The strains in the strains in the Klebsiella species of this study were sensitive to co-trimoxazole (1.25 23.75μg), Azithromycin (15 μg), Norfloxacin (10 μg), Meropenem (10 μg), Ceftriaxone (30 μg), Gentamicin (10 μg), Ciprofloxacin (5 μg), Nitrofurantoin (300 μg). Klebsiella spices demonstrated intermediate sensitivity to Amoxycillin-Clavulinic Acid, and were highly resistant to Tetracycline (30 μg), Amoxycillin (10 μg). This was supported with little variation by Johnson B et al. and, Moyo SJ et al. studies.21, 22 The findings of Derese et al. study stated that Klebsiella species were entirely (100%) resistant to amoxicillin, ampicillin, and nitrofurantoin, nevertheless 66.7% of bacteria were resistant to tetracycline, and chloramphenicol.12
According to current study among the Gram Positive bacteria Coagulase Negative Staphylococci (CONS) is a foremost bacterium perceived in the current research study was sensitive to Nitrofurantoin (300 μg), Azithromycin (15 μg), co-trimoxazole, Ceftriaxone (30 μg), Meropenem (10 μg), Gentamicin (10 μg), Norfloxacin (10 μg), Ciprofloxacin (5 μg) and resistant to Amoxycillin (10 μg), Tetracycline (30 μg), Amoxycillin-Clavulinic Acid. This study was supported by Aseffa, A et al by stating that CoNS was the foremost gram positive bacterium (55%) was found 63% to 81% sensitive to erythromycin, cefriaxone, cefoxitin, nitrofurantoin, ciprofloxacin, and gentamicin.
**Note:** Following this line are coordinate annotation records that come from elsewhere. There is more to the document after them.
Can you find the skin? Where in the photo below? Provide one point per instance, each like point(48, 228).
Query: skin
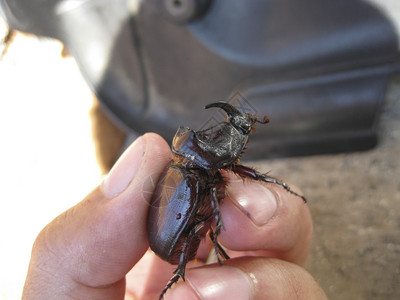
point(98, 249)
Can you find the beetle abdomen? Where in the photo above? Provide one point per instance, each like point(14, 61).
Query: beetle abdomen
point(173, 205)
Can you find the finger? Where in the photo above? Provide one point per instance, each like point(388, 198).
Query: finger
point(248, 278)
point(264, 217)
point(89, 248)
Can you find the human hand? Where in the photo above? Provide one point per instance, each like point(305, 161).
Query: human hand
point(87, 252)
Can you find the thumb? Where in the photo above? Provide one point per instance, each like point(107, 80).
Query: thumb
point(248, 278)
point(86, 251)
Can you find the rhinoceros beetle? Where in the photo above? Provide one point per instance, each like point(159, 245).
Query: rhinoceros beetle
point(187, 196)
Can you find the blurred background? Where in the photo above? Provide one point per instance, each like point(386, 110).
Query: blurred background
point(79, 80)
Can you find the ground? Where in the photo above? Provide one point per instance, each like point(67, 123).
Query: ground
point(47, 165)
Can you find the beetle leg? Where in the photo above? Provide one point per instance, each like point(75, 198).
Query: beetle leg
point(219, 224)
point(247, 172)
point(216, 211)
point(219, 250)
point(183, 259)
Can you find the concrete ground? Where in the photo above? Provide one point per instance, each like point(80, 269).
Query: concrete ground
point(355, 203)
point(354, 197)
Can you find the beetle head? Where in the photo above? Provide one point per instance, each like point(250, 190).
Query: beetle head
point(241, 121)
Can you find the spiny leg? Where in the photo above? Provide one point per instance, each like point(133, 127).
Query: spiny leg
point(219, 250)
point(244, 171)
point(183, 259)
point(219, 225)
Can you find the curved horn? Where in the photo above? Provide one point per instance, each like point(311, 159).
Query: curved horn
point(239, 120)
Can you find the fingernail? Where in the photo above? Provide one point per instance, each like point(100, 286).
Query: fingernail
point(125, 169)
point(253, 199)
point(217, 283)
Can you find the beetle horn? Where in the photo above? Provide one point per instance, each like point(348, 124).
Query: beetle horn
point(229, 109)
point(239, 120)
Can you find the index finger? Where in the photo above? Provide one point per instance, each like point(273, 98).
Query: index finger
point(265, 218)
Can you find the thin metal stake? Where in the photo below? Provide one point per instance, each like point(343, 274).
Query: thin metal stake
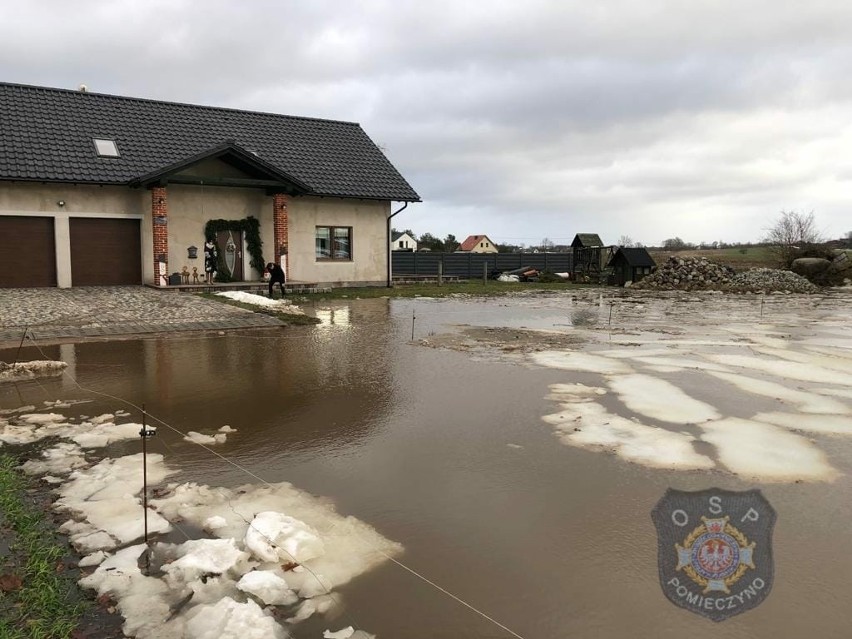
point(23, 337)
point(145, 433)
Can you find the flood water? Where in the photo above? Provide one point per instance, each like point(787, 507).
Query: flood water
point(445, 452)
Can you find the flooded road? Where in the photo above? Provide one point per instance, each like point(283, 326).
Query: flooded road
point(451, 445)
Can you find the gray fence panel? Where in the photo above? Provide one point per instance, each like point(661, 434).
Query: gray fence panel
point(470, 265)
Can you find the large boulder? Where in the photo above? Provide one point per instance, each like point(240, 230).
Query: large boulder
point(810, 267)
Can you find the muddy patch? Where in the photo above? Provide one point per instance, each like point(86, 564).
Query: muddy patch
point(501, 342)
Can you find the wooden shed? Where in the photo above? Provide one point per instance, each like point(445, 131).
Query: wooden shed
point(630, 265)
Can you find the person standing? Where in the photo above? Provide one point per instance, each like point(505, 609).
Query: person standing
point(210, 255)
point(276, 276)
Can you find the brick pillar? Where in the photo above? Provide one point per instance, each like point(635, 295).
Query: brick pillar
point(160, 225)
point(280, 221)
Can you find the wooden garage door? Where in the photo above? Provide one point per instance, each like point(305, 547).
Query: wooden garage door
point(105, 252)
point(28, 257)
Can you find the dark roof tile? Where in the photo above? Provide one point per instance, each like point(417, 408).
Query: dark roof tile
point(57, 126)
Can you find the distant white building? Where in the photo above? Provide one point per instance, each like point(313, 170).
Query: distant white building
point(403, 242)
point(477, 244)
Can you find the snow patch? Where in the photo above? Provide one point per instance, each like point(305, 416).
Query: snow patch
point(590, 425)
point(661, 400)
point(765, 452)
point(282, 305)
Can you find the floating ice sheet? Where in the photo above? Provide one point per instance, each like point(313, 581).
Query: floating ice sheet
point(766, 452)
point(803, 400)
point(590, 425)
point(784, 369)
point(832, 424)
point(661, 400)
point(282, 305)
point(21, 371)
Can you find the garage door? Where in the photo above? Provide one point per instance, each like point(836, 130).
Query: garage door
point(28, 257)
point(105, 252)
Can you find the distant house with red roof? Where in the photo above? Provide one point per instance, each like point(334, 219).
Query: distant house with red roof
point(477, 244)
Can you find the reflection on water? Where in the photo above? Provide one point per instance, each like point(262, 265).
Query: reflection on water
point(449, 457)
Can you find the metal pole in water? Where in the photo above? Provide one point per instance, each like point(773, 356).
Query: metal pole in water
point(145, 433)
point(23, 337)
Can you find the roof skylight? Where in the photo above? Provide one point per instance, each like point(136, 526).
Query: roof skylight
point(106, 148)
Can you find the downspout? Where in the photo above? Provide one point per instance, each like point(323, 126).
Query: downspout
point(387, 244)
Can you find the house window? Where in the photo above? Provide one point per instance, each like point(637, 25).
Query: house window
point(334, 243)
point(106, 148)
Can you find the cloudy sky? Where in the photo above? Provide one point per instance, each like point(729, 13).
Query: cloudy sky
point(523, 120)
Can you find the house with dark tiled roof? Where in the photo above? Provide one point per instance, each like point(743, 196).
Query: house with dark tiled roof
point(100, 189)
point(477, 244)
point(629, 265)
point(402, 241)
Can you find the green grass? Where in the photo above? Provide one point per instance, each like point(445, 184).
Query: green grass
point(431, 289)
point(46, 605)
point(286, 318)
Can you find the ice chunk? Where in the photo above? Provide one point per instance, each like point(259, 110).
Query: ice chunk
point(198, 438)
point(590, 425)
point(834, 424)
point(661, 400)
point(766, 452)
point(274, 536)
point(93, 559)
point(228, 619)
point(104, 433)
point(785, 369)
point(214, 523)
point(30, 370)
point(199, 557)
point(270, 588)
point(61, 460)
point(803, 400)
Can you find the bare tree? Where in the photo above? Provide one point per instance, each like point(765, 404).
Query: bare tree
point(791, 232)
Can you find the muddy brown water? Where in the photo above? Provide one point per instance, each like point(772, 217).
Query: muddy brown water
point(445, 452)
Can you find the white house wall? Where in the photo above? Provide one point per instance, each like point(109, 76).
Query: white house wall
point(368, 220)
point(190, 207)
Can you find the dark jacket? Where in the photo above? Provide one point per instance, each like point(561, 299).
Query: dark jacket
point(276, 273)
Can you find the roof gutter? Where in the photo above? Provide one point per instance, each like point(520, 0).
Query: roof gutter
point(387, 243)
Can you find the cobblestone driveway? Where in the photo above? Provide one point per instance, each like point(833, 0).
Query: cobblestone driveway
point(94, 311)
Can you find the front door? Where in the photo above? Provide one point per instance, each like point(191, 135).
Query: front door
point(231, 245)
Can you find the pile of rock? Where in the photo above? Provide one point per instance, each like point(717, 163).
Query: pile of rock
point(767, 280)
point(701, 274)
point(689, 274)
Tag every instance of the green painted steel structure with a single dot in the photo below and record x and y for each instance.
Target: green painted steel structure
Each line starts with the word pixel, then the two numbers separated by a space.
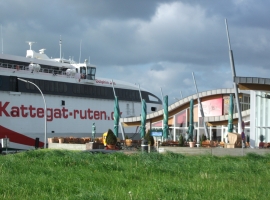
pixel 116 116
pixel 191 121
pixel 230 113
pixel 143 118
pixel 165 117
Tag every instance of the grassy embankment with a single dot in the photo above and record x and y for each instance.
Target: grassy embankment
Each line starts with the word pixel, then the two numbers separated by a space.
pixel 48 174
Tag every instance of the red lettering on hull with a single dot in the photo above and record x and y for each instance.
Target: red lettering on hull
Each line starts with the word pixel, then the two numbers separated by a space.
pixel 52 113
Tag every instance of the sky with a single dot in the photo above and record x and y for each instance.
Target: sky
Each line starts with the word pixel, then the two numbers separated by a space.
pixel 154 43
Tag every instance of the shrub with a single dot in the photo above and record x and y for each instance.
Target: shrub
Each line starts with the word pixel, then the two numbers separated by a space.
pixel 248 138
pixel 261 138
pixel 111 139
pixel 149 138
pixel 181 140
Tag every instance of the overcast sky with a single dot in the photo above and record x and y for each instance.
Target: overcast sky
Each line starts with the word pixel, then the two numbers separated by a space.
pixel 156 43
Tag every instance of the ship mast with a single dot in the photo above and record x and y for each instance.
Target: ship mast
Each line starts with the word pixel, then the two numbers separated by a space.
pixel 60 43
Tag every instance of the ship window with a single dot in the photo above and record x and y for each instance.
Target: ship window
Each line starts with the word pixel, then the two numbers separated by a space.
pixel 27 85
pixel 60 87
pixel 41 84
pixel 13 83
pixel 78 89
pixel 86 91
pixel 51 87
pixel 65 87
pixel 82 89
pixel 91 71
pixel 98 91
pixel 56 86
pixel 32 87
pixel 47 86
pixel 152 98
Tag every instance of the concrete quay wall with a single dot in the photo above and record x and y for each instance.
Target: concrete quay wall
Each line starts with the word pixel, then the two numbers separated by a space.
pixel 213 151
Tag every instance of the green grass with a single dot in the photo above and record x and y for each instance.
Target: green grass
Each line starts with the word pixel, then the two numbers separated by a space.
pixel 55 174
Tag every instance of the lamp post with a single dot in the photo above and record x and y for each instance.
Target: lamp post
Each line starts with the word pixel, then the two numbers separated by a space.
pixel 45 109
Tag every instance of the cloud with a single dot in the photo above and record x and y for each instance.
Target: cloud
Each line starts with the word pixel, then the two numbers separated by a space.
pixel 155 43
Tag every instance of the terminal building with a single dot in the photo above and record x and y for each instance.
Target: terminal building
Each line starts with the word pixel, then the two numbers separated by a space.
pixel 254 99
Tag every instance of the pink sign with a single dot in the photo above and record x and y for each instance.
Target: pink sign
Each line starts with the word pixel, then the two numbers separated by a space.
pixel 212 107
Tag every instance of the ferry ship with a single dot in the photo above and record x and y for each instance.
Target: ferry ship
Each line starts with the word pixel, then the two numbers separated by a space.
pixel 75 99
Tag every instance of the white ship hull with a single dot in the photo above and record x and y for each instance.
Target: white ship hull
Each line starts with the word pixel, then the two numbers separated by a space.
pixel 75 99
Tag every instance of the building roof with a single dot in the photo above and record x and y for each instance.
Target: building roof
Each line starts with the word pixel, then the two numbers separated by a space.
pixel 182 105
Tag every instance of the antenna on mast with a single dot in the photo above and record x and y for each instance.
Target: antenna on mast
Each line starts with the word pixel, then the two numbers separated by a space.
pixel 30 44
pixel 2 40
pixel 60 44
pixel 80 51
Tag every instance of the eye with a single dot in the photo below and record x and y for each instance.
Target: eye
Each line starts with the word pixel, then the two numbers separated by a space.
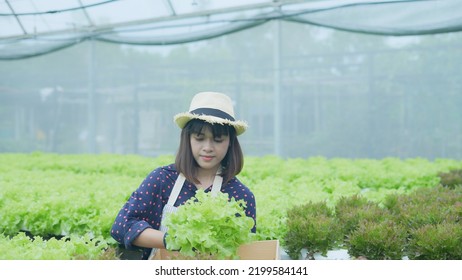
pixel 198 137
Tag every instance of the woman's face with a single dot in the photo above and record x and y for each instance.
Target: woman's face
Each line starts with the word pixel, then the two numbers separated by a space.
pixel 207 150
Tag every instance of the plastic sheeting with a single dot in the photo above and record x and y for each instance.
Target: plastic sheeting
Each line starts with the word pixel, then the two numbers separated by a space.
pixel 396 18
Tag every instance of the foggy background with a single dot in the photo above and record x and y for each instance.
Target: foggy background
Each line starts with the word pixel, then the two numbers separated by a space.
pixel 304 91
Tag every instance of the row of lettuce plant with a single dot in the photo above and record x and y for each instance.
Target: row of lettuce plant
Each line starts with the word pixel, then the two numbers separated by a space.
pixel 63 195
pixel 424 224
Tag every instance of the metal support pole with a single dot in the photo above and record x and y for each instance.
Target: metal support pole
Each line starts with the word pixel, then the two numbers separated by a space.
pixel 277 86
pixel 91 121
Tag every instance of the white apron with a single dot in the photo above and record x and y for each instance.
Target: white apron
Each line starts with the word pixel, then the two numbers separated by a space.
pixel 170 208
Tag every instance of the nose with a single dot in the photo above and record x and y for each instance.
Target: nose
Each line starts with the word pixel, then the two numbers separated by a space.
pixel 208 145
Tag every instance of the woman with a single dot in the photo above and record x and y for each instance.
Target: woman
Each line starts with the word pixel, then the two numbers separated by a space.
pixel 209 158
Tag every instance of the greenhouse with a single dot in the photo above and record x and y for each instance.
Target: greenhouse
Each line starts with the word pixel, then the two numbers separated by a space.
pixel 353 110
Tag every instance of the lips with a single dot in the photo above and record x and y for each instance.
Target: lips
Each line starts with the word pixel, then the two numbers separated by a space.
pixel 206 158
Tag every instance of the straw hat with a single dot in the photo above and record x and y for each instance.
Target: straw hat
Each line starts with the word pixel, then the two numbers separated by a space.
pixel 212 107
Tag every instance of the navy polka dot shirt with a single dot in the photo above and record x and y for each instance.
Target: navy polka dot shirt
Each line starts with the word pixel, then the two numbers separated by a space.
pixel 144 207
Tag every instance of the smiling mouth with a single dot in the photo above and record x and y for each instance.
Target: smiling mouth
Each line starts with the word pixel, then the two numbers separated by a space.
pixel 207 158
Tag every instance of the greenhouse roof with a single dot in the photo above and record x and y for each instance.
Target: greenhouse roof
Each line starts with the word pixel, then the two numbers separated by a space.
pixel 36 27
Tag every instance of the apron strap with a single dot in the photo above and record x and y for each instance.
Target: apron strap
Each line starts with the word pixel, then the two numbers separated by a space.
pixel 216 187
pixel 176 189
pixel 217 182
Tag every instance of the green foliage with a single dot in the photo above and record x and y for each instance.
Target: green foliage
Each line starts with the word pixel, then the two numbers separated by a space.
pixel 209 226
pixel 426 206
pixel 22 247
pixel 451 179
pixel 378 241
pixel 352 211
pixel 311 226
pixel 436 242
pixel 63 195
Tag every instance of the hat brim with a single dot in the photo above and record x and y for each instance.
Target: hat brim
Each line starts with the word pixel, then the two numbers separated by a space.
pixel 183 118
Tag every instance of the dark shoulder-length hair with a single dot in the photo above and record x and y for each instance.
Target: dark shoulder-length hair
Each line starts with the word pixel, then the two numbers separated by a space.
pixel 232 163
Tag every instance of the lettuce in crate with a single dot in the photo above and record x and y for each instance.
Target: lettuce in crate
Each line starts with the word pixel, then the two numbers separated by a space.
pixel 209 226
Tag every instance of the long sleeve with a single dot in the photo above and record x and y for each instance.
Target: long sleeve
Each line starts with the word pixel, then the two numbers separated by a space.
pixel 143 209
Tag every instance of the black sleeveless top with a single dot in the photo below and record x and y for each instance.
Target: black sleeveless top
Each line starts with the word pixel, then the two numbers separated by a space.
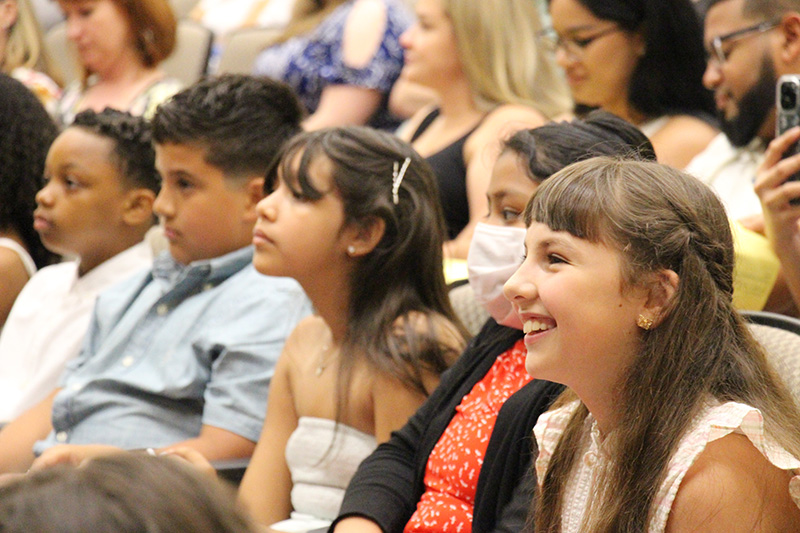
pixel 451 175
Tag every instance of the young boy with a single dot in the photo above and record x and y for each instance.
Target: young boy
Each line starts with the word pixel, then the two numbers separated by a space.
pixel 96 207
pixel 183 355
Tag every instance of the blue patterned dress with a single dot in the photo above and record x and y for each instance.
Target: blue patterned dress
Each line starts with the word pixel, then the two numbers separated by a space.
pixel 311 62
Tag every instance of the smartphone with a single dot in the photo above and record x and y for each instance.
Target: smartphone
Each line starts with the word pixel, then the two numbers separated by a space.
pixel 787 106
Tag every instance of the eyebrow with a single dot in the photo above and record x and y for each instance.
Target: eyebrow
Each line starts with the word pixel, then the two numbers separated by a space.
pixel 556 241
pixel 576 29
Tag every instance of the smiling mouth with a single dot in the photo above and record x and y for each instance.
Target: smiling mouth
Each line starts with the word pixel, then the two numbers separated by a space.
pixel 532 326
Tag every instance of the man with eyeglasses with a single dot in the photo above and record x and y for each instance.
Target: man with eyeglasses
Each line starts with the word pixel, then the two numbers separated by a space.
pixel 750 43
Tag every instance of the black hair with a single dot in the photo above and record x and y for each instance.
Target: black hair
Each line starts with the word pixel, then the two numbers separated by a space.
pixel 402 276
pixel 241 121
pixel 123 493
pixel 549 148
pixel 133 147
pixel 668 77
pixel 27 133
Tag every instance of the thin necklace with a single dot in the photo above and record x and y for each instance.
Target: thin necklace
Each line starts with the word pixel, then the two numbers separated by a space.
pixel 323 362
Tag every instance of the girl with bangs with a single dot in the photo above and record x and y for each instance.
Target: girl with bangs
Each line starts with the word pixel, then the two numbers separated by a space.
pixel 675 420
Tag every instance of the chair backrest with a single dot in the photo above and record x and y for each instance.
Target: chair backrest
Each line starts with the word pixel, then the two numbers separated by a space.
pixel 469 311
pixel 187 62
pixel 62 51
pixel 780 337
pixel 242 48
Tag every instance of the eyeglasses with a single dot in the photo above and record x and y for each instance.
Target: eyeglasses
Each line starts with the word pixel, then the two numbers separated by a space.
pixel 718 53
pixel 552 41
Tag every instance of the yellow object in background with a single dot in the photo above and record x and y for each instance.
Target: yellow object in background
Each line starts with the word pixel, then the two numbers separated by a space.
pixel 755 269
pixel 454 270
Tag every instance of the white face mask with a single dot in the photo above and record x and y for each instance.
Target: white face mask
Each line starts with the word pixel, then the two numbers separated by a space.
pixel 494 255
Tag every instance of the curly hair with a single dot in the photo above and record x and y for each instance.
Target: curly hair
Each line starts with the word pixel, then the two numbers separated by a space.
pixel 28 131
pixel 241 121
pixel 133 146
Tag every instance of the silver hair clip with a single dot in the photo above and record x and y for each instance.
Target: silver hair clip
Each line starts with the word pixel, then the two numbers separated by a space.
pixel 397 179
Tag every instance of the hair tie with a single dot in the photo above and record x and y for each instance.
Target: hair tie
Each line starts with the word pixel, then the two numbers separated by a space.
pixel 397 178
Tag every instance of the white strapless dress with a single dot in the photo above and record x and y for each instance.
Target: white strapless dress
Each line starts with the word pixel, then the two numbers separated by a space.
pixel 322 457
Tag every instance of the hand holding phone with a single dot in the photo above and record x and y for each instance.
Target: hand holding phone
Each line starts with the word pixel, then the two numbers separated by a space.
pixel 787 106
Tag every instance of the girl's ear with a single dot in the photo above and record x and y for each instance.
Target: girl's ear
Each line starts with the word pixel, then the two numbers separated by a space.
pixel 365 236
pixel 661 290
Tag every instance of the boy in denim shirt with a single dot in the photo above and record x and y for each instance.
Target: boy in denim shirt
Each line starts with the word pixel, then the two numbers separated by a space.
pixel 183 354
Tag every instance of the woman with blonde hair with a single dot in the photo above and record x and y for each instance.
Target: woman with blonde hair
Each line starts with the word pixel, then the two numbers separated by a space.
pixel 22 52
pixel 120 45
pixel 482 62
pixel 342 58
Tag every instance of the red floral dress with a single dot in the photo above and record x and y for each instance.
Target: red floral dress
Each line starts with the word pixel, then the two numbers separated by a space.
pixel 451 475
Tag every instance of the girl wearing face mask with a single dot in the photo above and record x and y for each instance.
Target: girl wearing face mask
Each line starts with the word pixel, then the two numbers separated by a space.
pixel 482 414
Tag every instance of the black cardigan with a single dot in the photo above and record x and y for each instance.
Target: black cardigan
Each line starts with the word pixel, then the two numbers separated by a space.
pixel 389 483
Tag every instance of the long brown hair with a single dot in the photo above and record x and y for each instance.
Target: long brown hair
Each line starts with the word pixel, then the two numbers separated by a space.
pixel 659 218
pixel 401 281
pixel 153 26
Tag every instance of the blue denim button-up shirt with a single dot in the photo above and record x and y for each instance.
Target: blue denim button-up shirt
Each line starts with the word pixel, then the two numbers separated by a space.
pixel 175 349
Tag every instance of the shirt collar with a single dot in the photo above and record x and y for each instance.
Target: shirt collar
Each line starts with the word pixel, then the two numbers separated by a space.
pixel 167 269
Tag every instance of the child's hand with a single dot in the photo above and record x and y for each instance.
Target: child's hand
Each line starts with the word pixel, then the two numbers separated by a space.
pixel 193 457
pixel 72 454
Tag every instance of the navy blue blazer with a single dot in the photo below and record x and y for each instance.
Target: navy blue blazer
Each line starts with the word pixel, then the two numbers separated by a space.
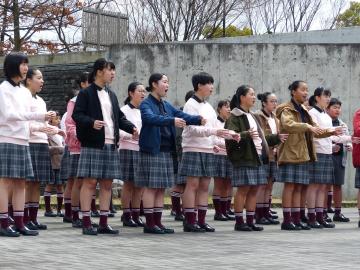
pixel 152 120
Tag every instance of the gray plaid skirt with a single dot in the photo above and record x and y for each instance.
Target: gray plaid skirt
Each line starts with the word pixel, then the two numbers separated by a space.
pixel 73 165
pixel 294 173
pixel 64 167
pixel 197 164
pixel 272 170
pixel 155 171
pixel 339 170
pixel 15 161
pixel 55 178
pixel 248 176
pixel 129 160
pixel 40 159
pixel 223 167
pixel 99 163
pixel 322 170
pixel 357 178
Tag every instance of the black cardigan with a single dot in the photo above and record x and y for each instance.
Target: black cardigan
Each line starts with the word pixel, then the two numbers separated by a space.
pixel 88 109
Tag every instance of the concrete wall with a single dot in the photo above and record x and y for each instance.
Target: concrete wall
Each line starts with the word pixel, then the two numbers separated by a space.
pixel 267 67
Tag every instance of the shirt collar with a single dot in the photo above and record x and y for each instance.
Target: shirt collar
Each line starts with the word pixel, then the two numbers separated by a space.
pixel 198 99
pixel 13 83
pixel 220 119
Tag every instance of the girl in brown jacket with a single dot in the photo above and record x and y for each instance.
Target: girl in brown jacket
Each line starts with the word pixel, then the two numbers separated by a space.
pixel 295 154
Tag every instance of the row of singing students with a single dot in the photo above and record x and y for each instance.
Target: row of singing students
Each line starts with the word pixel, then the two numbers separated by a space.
pixel 149 161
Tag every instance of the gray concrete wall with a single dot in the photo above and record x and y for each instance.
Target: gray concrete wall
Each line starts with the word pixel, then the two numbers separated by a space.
pixel 267 67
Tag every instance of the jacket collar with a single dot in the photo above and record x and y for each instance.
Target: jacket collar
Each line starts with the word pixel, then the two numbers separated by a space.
pixel 198 99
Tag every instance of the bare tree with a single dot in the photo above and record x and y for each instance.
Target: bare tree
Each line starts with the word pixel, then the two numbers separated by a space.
pixel 300 14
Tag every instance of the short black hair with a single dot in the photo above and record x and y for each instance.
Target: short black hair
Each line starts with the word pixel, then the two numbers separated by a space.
pixel 222 103
pixel 319 91
pixel 189 94
pixel 111 65
pixel 100 64
pixel 201 78
pixel 334 101
pixel 241 91
pixel 12 64
pixel 154 78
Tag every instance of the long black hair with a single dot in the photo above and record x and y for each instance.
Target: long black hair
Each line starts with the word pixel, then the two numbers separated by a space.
pixel 241 91
pixel 99 64
pixel 12 64
pixel 154 78
pixel 131 88
pixel 318 93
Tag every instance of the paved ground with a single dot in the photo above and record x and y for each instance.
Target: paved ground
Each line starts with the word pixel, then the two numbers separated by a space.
pixel 61 247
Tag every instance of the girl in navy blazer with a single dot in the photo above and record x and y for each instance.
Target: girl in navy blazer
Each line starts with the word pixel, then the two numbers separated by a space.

However the study conducted in Ethiopia was shown Cons resistant to nitrofurantoin (26.7%).8, 23 According to Shaheen et al study, CoNS is exceedingly unaffected with ampicillin (81.8%), tetracycline (54.5%), and amoxicillin clavulanic acid (45.4%) but affected by cefoxitin (81.8%), erythromycin (81.8%), nitrofurantoin (72.7%), ceftriaxone (72.7%) and gentamicin (72.7%), ciprofloxacin (63.6%) and co-trimoxazole (54.5%).19
Conclusion
This study demonstrated and supported that the antibacterial susceptibility and resistant of uropathogens may be vary in different geographical areas based on the antibiotic usage, and also demonstrated the imperative prerequisite of periodic assessments to determine the susceptibility configurations of bacteria that are responsible for bacteriuria in pregnant women. Operative health policies have to be designed to reduce irrational use of antibiotics and to provide revised strategies on empiric management of UTIs in pregnant women. There should be practices to educate antibiotic usage in pregnant women and to prevent prior usage of antibiotics to its susceptibility test.